Page 1 of 1

Sandboxing Lua Code

PostPosted: Wed Feb 27, 2019 23:31
by v-rob
So, Mesecons has the luacontroller which can run Lua code, but it has protections against things like infinite loops/recursion, memory usage, io/os function calls, and program execution time. How does it protect against these, and how could I do the same thing?

Essentially, I want to have user-inputted Lua code that is sandboxed against malicious code as to not crash servers.

Re: Sandboxing Lua Code

PostPosted: Thu Feb 28, 2019 11:19
by wziard
Use the source, luke!

https://github.com/minetest-mods/meseco ... r/init.lua

I'm not yet really fluent enough in lua to understand everything that's going on there so I can't really tell you how I think it works, because I might be wrong. But if you want to use it you'll have to learn how it works yourself anyway. Slog through that init.lua , looking up everything you don't understand. Then you know how it works. Then you can use it.

Re: Sandboxing Lua Code

PostPosted: Thu Feb 28, 2019 18:08
by ShadMOrdre
wziard, this is classic advise.
Use the source, luke!


v-rob,

Other examples to look at are Micus' micupack mod, and the Digilines mods.

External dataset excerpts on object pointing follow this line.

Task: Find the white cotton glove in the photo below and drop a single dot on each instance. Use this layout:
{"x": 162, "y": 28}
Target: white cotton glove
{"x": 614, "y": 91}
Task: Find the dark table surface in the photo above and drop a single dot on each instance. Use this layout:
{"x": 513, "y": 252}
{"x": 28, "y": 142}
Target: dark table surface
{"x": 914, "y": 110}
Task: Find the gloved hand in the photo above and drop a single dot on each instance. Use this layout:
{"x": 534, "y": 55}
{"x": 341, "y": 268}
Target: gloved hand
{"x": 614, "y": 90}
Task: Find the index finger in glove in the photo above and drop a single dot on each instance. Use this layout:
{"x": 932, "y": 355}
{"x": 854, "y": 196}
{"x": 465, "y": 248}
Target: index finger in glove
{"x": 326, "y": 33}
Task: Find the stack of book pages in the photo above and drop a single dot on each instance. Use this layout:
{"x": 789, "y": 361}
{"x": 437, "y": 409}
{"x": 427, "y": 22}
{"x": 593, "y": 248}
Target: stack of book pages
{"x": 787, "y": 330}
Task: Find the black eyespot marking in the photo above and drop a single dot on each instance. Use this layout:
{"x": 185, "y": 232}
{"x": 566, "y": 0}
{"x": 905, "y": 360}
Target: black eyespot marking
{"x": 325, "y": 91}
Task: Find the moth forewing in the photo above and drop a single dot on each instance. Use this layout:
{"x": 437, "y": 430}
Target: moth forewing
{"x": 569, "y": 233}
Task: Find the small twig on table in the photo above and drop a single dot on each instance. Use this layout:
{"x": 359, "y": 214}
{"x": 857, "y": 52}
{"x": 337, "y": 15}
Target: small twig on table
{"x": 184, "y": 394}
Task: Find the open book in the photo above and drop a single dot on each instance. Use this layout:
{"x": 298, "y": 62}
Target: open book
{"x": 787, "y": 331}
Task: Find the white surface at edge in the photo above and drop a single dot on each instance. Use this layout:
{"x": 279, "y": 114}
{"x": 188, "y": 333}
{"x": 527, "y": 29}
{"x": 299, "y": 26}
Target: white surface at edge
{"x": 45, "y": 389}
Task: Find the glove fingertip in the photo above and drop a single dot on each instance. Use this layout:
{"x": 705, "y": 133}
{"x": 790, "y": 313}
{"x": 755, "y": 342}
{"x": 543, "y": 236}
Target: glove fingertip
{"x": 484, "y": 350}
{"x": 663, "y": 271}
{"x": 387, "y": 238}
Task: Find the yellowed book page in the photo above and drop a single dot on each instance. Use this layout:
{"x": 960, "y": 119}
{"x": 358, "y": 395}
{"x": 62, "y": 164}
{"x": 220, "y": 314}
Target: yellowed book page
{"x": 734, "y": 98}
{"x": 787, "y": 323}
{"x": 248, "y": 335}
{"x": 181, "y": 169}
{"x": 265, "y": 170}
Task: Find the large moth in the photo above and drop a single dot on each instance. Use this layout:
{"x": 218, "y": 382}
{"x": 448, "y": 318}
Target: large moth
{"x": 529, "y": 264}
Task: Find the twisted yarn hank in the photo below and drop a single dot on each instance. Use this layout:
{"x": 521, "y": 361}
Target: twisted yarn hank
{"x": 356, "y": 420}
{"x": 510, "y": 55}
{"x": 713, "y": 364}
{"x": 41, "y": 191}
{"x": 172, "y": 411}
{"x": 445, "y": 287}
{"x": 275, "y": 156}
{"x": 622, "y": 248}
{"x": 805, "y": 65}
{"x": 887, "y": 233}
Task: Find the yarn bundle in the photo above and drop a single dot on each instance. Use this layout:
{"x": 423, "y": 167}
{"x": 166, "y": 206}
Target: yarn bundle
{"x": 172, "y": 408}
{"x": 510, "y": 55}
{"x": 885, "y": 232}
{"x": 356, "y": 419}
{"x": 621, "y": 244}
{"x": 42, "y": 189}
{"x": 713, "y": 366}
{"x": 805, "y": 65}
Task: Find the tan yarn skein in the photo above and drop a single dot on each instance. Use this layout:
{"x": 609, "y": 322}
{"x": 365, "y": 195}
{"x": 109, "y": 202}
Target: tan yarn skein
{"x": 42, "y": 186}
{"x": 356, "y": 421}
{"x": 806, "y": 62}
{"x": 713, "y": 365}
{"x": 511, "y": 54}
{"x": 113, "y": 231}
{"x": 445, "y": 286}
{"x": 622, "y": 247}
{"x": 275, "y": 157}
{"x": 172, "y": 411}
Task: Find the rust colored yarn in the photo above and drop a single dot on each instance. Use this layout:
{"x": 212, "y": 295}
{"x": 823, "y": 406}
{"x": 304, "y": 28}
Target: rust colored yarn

micupack, IIRC, has a sandboxed Lua controller. The varous Digilines mods also have interaction with the mesecons controller, and include their own brand of controller.

As wziard said, lots of code reading.....and May the Source be with you!

Re: Sandboxing Lua Code

PostPosted: Sat May 11, 2019 12:39
by Exilyth
The lua users wiki is not minetest specific, but has an article on sandboxing which may help:
http://lua-users.org/wiki/SandBoxes

But tbh you're probably better off learning from other mods doing sandboxing.